- Scientific name: Satanoperca jurupari
- Synonyms: Geophagus jurupari
- Common name: Jurupari Eartheater, Demon eartheater
- Group: Cichlids
- Habitat: South America; Venezuela, Colombia, Guyana, Suriname, French Guiana, Ecuador, Peru, Bolivia and Brazil.
- Size: 18-25 cm
- Biotope: Inhabits in slower-moving sections of rivers with sandy or muddy bottoms, but also found around estuaries, coastal swamps and lagoons.
- Social behavior: Generally a peaceful cichlid, but may fight with conspecifics. They should be kept in a small group of 5 or more fish. They may prey on small fish.

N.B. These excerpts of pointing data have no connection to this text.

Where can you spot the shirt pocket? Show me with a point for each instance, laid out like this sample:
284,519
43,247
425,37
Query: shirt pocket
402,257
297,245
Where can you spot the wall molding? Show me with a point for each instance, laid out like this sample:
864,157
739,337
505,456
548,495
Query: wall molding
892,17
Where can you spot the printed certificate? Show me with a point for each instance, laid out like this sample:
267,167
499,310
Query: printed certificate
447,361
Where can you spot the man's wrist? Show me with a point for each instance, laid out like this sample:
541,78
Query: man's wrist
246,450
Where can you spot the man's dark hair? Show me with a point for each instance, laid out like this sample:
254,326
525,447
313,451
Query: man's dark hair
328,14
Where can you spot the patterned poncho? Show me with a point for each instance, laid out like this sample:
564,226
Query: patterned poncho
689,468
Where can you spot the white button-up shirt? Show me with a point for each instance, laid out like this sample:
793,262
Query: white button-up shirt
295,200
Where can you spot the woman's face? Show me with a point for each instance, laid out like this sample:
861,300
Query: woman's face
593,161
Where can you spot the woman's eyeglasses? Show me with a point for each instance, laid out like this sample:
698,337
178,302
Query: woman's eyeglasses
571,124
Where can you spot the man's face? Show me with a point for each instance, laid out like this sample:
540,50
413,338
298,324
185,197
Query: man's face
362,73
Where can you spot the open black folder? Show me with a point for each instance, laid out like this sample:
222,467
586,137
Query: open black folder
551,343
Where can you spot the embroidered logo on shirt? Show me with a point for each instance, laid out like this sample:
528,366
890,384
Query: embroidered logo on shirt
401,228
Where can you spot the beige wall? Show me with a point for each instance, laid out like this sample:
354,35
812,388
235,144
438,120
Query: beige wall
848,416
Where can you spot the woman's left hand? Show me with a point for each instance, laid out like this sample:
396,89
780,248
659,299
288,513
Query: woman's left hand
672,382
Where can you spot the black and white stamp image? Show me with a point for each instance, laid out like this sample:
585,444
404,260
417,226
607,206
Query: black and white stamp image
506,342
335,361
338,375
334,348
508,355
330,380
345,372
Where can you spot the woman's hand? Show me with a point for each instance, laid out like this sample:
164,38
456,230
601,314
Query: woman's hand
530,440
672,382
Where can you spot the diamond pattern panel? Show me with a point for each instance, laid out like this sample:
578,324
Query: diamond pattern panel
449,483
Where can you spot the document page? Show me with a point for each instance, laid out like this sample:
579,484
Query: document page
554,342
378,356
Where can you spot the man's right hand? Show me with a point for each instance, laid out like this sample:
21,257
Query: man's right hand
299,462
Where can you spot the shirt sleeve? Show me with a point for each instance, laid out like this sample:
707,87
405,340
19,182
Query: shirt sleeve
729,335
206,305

- Diet: Omnivorous; In nature they eat almost everything, from small invertebrates to fruits In aquarium they aren’t fussy eaters, any live and frozen foods have taken, however they require a great amount of vegetable matter, like spirulina alage or cucumber.
- Breeding: Hard
- Tank: Minimum 250 litres
- Population: 5-6 fish for 600 litres
- Decoration: They require a very fine/soft substrate in which to search for edible matter. A few hiding places in the form of roots/wood, or dense vegetation, and a layer of various floating plants to provide shade, will be beneficial to the well-being of the fish.
- Temperature: 25-30 °C
- pH: 4.3-7.2
- Hardness: 1-10 NK°
- Lifespan: 5-8 years
Description: The name jurupari is taken directly from the language of the indigenous local people and means, roughly "devil". Satanoperca jurupari in one of the most widespread cichlids in South America. Its distribution encompasses the entire Amazon basin and its northern and southern affluents. The yellowish to emerald green coloration creates immediate eye appeal. Fins are mostly translucent with traces of iridescence. Their coloration depending on mood, every population may exhibit a more or less visible pattern of bars on the flanks. It may be possible to detect a horizontal lateral band that begins at the posterior operculum and ends on the caudal peduncle, as a number of vertical stripes on the flanks. There is a more or less large ocellus on the caudal peduncle. Perhaps the most striking character is the head pattern. It is often possible to discern two dark brown or reddish parallel stripes running upwards from the corner of the mouth to the eye. In addition there may be two further parallel dark bars ont he forehead, which appear to join the eyes together. The Satanoperca jurupari is often confused in the hobby with the Satanoperca leucosticta. The easiest and fastest way to differentiate species is the absence of white spots on the operculum of the Satanoperca jurupari. While the Satanoperca jurupari is often found in black water conditions in its natural habitat, it easily acclimates to the higher ph ranges. Like the other mid to large bodied cichlids the Satanoperca jurupari is susceptible to Hole-In-The-Head disease so attention to water quality and a steady diet is essential. During feeding they often dig and uproot plants.
It is not easy to visually sex this fish. Mature males are usually slimmer than females. For breeding use soft and a slightly acidic water with a higher temperature of 28°C. Jurupari Eartheater is a maternal ovophilous mouthbrooder which maintains a loose pair bond during brood care. The female will pick up the eggs immediately after fertilization and carry them until hatched. Pair formation is extremely peaceful and in some cases barely noticeable. Instead you suddenly notice that the fishes are cleaning their chosen substrate, and spawning begins soon afterwards. The spawning substrate may be a stone or a piece of wood, provided it offers a horicontal surface. During the cleaning of the spawning site the partners circle each other a few times and during this phase synchronise their movements for the actual spawning. The eggs are laid in straight lines on the substrate, then fertilised by the male, and then immediately taken into the mouth cavity of the female. The actual brood care is exclusively the task of the female, and the female always seeks out the quietest part of the aquarium and stays out of the way of other fishes. At 28 °C the larvae are released from their mother’s mouth for the first time after about 10 days. At this stage the yolk sac is still clearly evident and the larvae do not take food. After another 2 days the yolk has been absorbed to the point where feeding with Artemia nauplii can begin. For a couple days thereafter the fry are taken into the mother’s mouth in the event of danger and at night, although by then there will no longer be room for all of them.